Lent, Part 6: As the Prophets Foretold (Podcast)
Today we want to consider Yeshua (Jesus). Many believers today do not totally understand that the prophets prophesied about the sufferings of Yeshua (Jesus). Many believe that the Jews crucified our Messiah, and so they have had ill feelings toward them, calling them Christ-killers, when in fact it was not them, but it was God’s plan from the beginning. Isaiah writes in chapter 53:10, “But the Lord was pleased to crush Him, putting Him to grief; to render Himself as a guilt offering.” John tells us in chapter 10 starting at verse 14, “I am the good shepherd; and I know My own, and My own know me, even as the Father knows Me and I know the Father; and I lay down My life for the sheep.” Verses 17-18: “For this reason the Father loves Me, because I lay down My life that I may take it again. No one has taken it away from Me, but I lay it down on My own initiative. I have the authority to lay it down, and the authority to take it up again. This commandment I receive from My Father.”
So let’s look at what the prophets spoke of our suffering servant Yeshua. Despite how Hollywood portrays Yeshua, He was Jewish and He dressed like His kinsmen and he kept Torah and Sabbath and His words were the words of His heritage. Paul tells us in Hebrews 2:17, “Therefore, He had to be made like His brethren in all things, that he might become a merciful and faithful high priest in things pertaining to God, to make propitiation for the sins of the people.” Isaiah writes of Him in chapter 53:2-3, “For He grew up before Him like a tender shoot, and like a root out of parched ground; He has no stately form of majesty that we should look upon Him, nor appearance that we should be attracted to Him.” The Father did not want Yeshua to attract people because of His looks, but for His words. Isaiah continues in verses 3-4, “He was despised and forsaken of men, a man of sorrows and acquainted with grief; and like one from whom men hide their face, He was despised, and we did not esteem Him.
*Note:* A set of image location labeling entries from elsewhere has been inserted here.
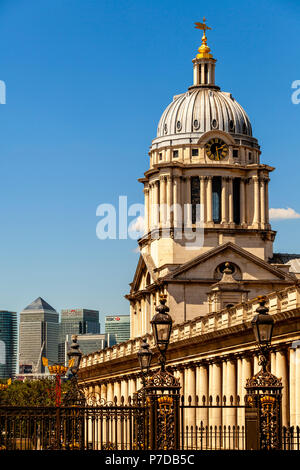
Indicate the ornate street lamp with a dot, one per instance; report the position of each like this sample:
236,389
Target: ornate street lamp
262,325
264,390
162,327
144,358
74,396
58,371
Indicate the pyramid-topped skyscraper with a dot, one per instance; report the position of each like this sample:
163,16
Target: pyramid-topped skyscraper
39,329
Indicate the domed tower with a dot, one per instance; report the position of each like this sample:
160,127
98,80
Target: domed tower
206,204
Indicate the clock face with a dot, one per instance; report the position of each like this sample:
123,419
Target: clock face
216,149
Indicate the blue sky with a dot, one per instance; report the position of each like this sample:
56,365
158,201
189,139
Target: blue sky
86,84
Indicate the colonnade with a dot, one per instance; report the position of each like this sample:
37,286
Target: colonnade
223,376
167,196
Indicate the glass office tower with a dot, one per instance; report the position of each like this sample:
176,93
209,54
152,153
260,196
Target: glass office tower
119,325
8,344
79,321
38,335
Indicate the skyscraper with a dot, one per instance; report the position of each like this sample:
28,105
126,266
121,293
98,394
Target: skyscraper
39,330
90,342
8,344
77,321
119,325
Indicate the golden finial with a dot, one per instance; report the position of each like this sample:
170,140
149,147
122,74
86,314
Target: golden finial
204,50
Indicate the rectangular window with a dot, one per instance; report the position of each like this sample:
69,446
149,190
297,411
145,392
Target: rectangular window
195,194
216,193
236,200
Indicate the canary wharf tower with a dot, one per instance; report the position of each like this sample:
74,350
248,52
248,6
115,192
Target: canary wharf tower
204,154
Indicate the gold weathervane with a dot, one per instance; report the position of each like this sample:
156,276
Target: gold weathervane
204,50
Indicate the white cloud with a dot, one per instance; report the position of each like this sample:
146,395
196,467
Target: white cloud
282,214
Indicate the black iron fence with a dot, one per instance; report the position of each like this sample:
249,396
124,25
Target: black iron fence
70,428
126,427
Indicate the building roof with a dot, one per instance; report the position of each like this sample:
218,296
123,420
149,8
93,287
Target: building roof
202,110
39,304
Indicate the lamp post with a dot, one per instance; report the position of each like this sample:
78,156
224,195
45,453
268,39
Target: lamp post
58,371
144,358
263,324
264,390
162,327
161,390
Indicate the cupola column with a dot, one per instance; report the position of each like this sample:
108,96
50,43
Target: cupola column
162,195
202,198
256,200
156,204
224,200
169,200
230,200
262,201
267,199
146,210
209,200
188,202
242,202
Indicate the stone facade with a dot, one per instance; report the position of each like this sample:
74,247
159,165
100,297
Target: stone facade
205,156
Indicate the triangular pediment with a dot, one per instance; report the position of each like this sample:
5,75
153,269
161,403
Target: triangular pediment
251,267
145,266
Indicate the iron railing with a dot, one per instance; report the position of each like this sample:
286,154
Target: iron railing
71,428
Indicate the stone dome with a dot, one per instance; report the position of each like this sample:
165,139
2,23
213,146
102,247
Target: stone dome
201,110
Surely our grief He Himself bore, and our sorrows He carried; Yet we ourselves esteemed Him stricken, smitten of God and afflicted.”
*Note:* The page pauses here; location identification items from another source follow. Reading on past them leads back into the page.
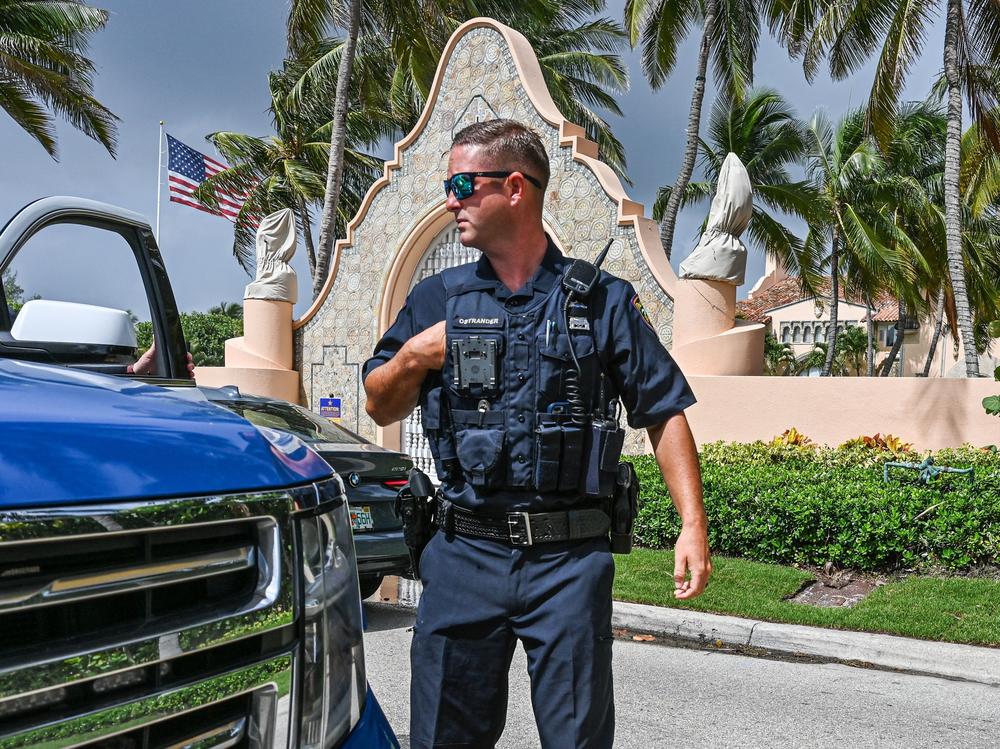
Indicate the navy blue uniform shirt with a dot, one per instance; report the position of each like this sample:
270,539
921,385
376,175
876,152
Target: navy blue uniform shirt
643,374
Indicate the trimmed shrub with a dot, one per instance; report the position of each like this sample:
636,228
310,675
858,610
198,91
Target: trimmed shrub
787,505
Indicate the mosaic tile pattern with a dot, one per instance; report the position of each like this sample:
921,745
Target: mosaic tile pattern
480,82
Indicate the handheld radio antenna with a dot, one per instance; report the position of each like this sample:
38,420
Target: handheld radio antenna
604,253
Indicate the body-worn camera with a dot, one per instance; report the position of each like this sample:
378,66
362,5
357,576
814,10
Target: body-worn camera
474,362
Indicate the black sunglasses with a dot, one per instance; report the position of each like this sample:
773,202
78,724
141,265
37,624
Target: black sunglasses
463,183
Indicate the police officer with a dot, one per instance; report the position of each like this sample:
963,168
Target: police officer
519,380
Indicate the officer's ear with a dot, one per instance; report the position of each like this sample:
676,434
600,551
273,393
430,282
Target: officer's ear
518,187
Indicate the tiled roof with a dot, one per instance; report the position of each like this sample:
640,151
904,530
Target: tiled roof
789,291
886,309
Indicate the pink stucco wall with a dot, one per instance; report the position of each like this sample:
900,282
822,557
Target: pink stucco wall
930,413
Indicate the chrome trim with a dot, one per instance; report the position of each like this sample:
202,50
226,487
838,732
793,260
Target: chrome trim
272,677
66,589
220,737
271,606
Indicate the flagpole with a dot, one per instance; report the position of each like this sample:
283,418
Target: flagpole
159,174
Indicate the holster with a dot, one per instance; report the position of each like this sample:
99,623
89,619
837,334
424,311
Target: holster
624,509
415,505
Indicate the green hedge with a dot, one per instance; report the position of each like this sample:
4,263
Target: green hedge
205,334
811,506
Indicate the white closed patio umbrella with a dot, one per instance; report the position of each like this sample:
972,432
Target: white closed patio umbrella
720,255
276,242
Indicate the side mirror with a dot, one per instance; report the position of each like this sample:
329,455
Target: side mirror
49,321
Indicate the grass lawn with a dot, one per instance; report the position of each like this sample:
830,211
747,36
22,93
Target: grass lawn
948,609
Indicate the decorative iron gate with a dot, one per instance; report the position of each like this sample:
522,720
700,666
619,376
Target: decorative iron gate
446,251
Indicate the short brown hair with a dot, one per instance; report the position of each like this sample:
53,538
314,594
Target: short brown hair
508,143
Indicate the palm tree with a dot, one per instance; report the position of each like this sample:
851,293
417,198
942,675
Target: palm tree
43,67
308,22
852,346
288,170
850,33
228,309
730,32
763,132
778,357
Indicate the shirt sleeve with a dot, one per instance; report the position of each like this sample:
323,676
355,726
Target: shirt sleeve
648,380
423,308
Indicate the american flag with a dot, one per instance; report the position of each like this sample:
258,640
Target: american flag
188,169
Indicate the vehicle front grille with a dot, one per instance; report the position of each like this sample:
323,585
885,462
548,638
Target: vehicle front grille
107,609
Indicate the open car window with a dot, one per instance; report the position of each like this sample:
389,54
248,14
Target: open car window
291,418
75,293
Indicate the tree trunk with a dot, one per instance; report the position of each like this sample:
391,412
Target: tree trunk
335,169
694,123
938,324
952,200
896,345
306,223
870,326
831,339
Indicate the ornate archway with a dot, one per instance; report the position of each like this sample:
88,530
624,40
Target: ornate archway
487,70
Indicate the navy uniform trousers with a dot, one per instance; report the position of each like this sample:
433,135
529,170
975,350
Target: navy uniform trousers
480,596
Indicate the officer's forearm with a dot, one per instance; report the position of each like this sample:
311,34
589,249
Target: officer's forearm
677,456
394,387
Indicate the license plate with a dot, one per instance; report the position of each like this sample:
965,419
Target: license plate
361,518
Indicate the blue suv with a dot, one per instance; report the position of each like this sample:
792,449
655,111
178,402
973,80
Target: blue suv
170,574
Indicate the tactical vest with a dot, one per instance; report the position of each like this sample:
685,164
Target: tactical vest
533,424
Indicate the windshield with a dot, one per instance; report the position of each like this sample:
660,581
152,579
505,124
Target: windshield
301,422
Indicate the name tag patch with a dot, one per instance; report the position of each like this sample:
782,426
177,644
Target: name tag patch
637,305
479,322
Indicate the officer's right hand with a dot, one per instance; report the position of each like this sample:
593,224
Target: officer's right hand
428,346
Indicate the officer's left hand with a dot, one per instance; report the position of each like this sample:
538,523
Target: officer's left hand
691,555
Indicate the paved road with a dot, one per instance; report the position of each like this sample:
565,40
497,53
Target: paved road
671,697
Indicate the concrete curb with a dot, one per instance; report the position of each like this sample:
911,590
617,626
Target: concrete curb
943,659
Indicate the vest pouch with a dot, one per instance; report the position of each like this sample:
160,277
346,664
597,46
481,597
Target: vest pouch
548,447
603,450
439,435
479,452
572,454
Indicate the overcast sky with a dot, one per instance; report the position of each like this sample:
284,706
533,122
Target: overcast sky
201,65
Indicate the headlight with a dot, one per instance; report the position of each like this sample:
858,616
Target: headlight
333,660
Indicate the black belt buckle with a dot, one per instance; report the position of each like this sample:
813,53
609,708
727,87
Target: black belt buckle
519,528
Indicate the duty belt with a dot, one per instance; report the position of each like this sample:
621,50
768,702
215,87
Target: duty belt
527,529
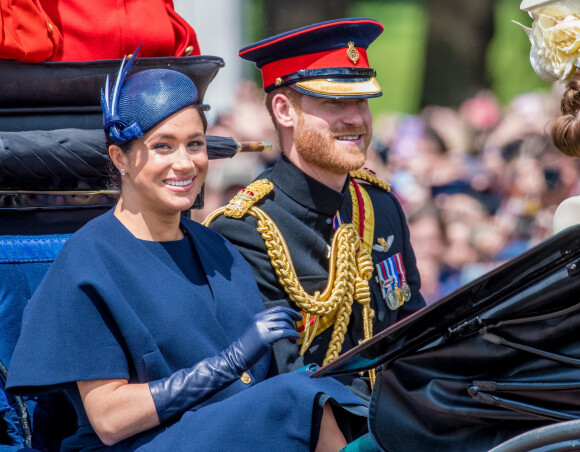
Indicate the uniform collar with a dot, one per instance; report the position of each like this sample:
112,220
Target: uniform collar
306,190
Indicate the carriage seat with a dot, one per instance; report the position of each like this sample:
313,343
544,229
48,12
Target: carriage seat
39,422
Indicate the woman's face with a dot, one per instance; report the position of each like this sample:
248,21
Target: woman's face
165,170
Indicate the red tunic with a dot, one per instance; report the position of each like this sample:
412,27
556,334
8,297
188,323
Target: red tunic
110,29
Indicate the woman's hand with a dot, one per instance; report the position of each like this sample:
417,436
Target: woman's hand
265,329
118,410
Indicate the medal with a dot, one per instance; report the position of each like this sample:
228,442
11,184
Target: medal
403,276
391,300
392,279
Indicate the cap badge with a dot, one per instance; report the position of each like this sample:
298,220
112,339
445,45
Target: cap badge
352,53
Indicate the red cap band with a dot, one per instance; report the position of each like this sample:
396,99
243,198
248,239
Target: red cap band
321,60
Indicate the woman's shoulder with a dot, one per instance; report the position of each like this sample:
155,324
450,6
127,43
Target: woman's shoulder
92,236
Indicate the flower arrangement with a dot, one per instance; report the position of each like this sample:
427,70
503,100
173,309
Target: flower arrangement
555,39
Our Messiah took upon Himself our sorrows, our loneliness, our troubles; He knows, He feels, and because of that, He is our mediator between us and God and He lives to make intercession for us (1 Timothy 2:5-6, Hebrews 7:25-26). Hebrews 2:18 tells us, “For since He Himself was tempted in that He has suffered, He is able to come to the aid of those who are tempted.” Again in Hebrews 4:15: “For we do not have a high priest who cannot sympathize with our weakness, but One who has been tempted in all things as we are, yet without sin.” Verse 7: “He was oppressed and He was afflicted, Yet He did not open His mouth; like a lamb that is led to slaughter, and like a sheep that is silent before its shearers, so He did not open His mouth.”
The Bible tells us to do all things without complaining and grumbling. Believers are to follow in the footsteps of their Messiah. We are to bless and not curse, we are to love our enemies and pray for them. This is so far from our culture today. We want revenge, we want to be outraged, we want to be heard; but our Messiah who had no fault was treated with contempt and injustice and yet He did not cry out, nor did he speak a word. Isaiah 53:5 says, “But He was pierced through for our transgressions, He was crushed for our iniquities; the chastening for our well-being fell upon Him, and by His scourging we are healed.” Isaiah 52:14: “His appearance was marred more than any man, and His form more than the sons of men.”
Our sins from each one of us—every sin—was laid upon Him. The weight, the guilt, the shame, all that we feel, our hurts, and our brokenness all became His brokenness; it all came upon Him: the world’s sins, iniquities, and transgressions all were laid upon Him. No one murdered him except our sins. He was our sacrifice, the precious Lamb of God. How can we not crucify our flesh? How can we not walk in His footsteps? How can we be friends with the world and make Him our enemy? Paul tells us in Hebrews 10:26, “For if we go on sinning willfully after receiving the knowledge of the truth, there no longer remains a sacrifice for sins.” The Bible tells us not to neglect such a great salvation.
Let us remember; let us follow in His footsteps, “that I may know Him, and the power of His resurrection and the fellowship of His sufferings, being conformed to His death; in order that I may attain to the resurrection from the dead” (Philippians 3:10-11).